FAQ's, Cumulative Voting

Q. What is cumulative voting?

A. Cumulative voting is used during the annual board of director election. If there are four director seats up for election, a member will have four votes for each membership she or he owns. S/he may spread his or her four votes among four candidates, or cumulate votes and cast all four votes for one candidate.

Q. I own more than one home in Val Vista Lakes. Is each home considered a membership?

Yes, you have one membership for each Val Vista Lakes home you own, and each membership allows for one vote per open seat.

Q. Do the commercial properties have more than one membership?

A. Most have one membership for their business and an additional membership for each acre of land they own. Some may have 12 memberships or more due to the number of acres they own.

Q. Do they pay for those memberships?

A. Yes, they pay the same fee you pay, which is $87.20, for each membership they own. The two apartment complexes own a total of approximately 109 memberships, and they pay $87.20 for each membership; they have one vote per open seat per membership.

Q. If cumulative voting is no longer permitted in our documents, will the commercial members lose their memberships?

A. No! They will maintain all of their memberships. They will not be allowed to cumulate their votes, the same as you and I will not be able to cumulate our votes.

Q. When is cumulative voting used?

A. Cumulative voting is used only for electing candidates to the board of directors.

Q. Why was cumulative voting put in our governing documents?

A. The developers placed cumulative voting in the governing documents when the community was created in order to maintain control over all community decisions. Once the community was handed over to the Association, cumulative voting was no longer necessary.

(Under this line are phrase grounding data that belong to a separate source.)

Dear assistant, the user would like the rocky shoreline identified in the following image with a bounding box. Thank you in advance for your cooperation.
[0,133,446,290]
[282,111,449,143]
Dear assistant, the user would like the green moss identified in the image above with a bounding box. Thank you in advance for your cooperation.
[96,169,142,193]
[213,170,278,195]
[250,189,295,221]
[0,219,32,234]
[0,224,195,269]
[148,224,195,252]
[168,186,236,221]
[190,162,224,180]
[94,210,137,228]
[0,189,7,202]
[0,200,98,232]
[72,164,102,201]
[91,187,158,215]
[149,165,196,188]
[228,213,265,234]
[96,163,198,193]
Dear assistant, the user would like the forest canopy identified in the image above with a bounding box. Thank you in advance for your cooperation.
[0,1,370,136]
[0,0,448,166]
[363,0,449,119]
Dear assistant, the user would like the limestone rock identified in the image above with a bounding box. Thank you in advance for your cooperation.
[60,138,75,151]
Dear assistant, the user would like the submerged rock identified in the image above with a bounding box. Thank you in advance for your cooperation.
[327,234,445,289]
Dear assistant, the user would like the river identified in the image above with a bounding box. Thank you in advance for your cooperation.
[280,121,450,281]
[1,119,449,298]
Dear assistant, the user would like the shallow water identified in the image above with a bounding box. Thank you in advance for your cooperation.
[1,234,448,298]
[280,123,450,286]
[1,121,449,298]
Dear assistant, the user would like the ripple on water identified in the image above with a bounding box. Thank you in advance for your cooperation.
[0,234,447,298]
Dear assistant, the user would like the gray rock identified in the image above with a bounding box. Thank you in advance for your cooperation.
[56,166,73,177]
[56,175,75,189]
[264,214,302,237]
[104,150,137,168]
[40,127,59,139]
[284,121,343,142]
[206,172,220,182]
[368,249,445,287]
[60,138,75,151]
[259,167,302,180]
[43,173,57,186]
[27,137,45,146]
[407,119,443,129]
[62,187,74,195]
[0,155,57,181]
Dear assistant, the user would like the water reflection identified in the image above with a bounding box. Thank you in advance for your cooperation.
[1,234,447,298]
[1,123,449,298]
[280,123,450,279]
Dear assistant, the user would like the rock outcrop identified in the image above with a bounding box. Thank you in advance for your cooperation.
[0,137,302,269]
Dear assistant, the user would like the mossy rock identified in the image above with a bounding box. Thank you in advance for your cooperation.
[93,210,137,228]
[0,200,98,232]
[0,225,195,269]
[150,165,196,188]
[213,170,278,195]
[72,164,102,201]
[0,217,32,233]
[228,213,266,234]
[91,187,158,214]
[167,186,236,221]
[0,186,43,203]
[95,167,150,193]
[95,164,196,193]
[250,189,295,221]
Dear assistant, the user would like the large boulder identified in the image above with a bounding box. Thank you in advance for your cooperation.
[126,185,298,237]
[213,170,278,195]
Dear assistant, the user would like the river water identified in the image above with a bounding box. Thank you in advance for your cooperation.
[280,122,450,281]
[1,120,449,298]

In fact, it leaves in place the same unfair system that put control in the hands of a few individuals.

Q. I thought cumulative voting was removed from our documents in 2012? I voted for the removal!

A. Our Bylaws and Articles of Incorporation were amended in 2012, but not our CC&R's.

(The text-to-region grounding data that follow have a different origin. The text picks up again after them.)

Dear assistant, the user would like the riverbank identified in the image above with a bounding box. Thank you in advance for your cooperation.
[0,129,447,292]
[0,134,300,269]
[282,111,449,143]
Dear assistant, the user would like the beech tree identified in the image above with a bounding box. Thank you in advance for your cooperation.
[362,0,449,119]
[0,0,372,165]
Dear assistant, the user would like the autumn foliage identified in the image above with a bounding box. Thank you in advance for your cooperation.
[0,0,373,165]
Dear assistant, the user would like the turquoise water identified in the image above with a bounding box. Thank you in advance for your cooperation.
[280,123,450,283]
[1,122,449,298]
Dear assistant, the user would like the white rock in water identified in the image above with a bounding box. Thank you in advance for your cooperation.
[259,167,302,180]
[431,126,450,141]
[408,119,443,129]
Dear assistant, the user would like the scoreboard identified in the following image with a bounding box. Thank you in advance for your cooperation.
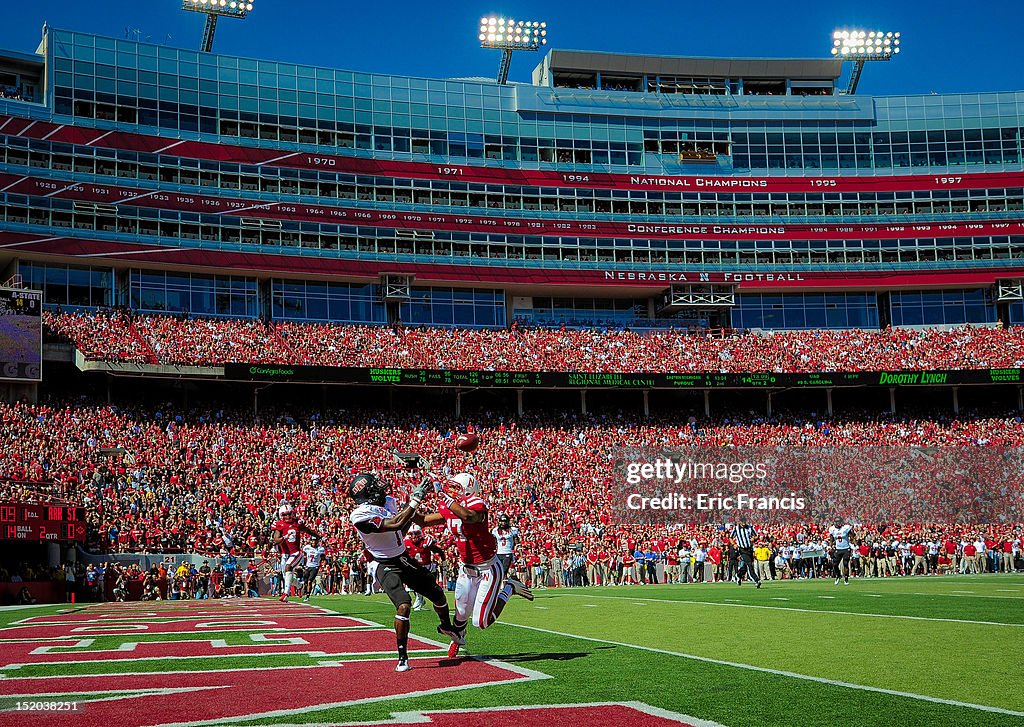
[0,502,87,542]
[226,364,1024,389]
[0,287,42,382]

Q. Do we have to change our documents?

A. Arizona Revised Statutes allow associations with cumulative voting in their documents to use this form of voting until it is removed. In 2012 the VVL Board consulted with an attorney in its effort to remove cumulative voting from the bylaws, and members voted by a large majority to do so. The VVL documents state that when there is a conflict between the bylaws (no cumulative voting) and the CC&R’s (cumulative voting), the CC&R’s control. Therefore a change in the CC&R’s is now required. We will be forced to use cumulative voting until this is changed.

Q. Please list the Pros and Cons of cumulative voting.

A. Pros

1. If you prefer to have a minority of voters control the election of directors, then cumulative voting is good for you.

2. We cannot find any other reasons for using cumulative voting.

B. Cons

1. Cumulative voting is in conflict with our democratic/parliamentary voting system of one vote per open seat for each membership.

2. Cumulative voting allows a small number of members to control an election.

3. Cumulative voting dilutes the votes of the members who spread their votes among several candidates who they feel will serve the community well.

4. In VVL elections with 4-5 seats open at each annual election, cumulative voting allows a board candidate to campaign to a small group of people and ask them to cast all four or five votes for that one director.

5. A director who asks residents to cumulate all their votes for him or herself can win with ¼ as many supporters in a typical election with four open director seats. With 100 people giving 4 votes to one individual he/she would prevail over a candidate with up to 399 people supporting them with one vote each.  Therefore, a minority group can control our elections using this form of voting.

6. If a director elected by a minority of voters in a cumulative voting election turns out to be a director who is not working for the community, as long as he/she maintains his/her small circle of supporters, it is extremely difficult for the community to replace that board member with someone who better represents the entire community.

7. Cumulative voting is inferior to parliamentary voting where there is one vote per membership per open seat so every candidate must have a majority of people supporting them in order to be elected.

The "majority rules" system is the "fair" system for everyone.